Cette initiative spontanée et solidaire est cependant de plus en plus « polluée » ces derniers jours par des messages très politisés que laissent certains internautes. D’autres mot-clés ont ainsi été créés pour alimenter le débat politique sans détériorer le travail d’assistance bâti par quelques dizaines d’internautes. C’est le cas de #civ2010 ou #civ2011. Mais les discussions restent souvent très stériles ou agressives. Les 140 caractères maximum autorisés sur Twitter ne permettent pas de construire un débat contradictoire de qualité.
Radicalisme
C’est donc davantage sur les blogs ou sur Facebook que le bras de fer politique se joue sur la toile. Les groupes de soutiens à Laurent Gbagbo et Alassane Ouattara se multiplient, un groupe du réseau social cherche à recueillir « un milliard de membres africains pour soutenir Laurent Gbagbo », il n’en est qu’à 48 membres pour l’instant.
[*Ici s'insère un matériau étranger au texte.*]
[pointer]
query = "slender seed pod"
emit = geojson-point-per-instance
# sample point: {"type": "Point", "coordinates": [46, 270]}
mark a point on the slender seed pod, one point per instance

Un autre prétend avoir trouvé « la solution du conflit : Alassane Ouattara ». Une cinquantaine de membres ont rejoint le groupe « Pour un débat télévisé Gbagbo-Ouattara » et seulement deux membres soutienne une solution plus drastique, « les dégager tous les deux ». Le niveau de tension des discussions sur internet est un bon baromètre de la crise ivoirienne. Depuis l’offensive générale menée par les forces républicaines d’Alassane Ouattara vers Abidjan, les propos aussi se sont radicalisés. Certains encouragent les combattants de leur camp « à ne pas faire de survivants ». Des appels aux meurtres et à la torture sont lisibles sur certains comptes. Un partisan d’Alassane Ouattara demande même aux forces républicaines de « murer le bunker de Laurent Gbagbo et de le laisser sécher ».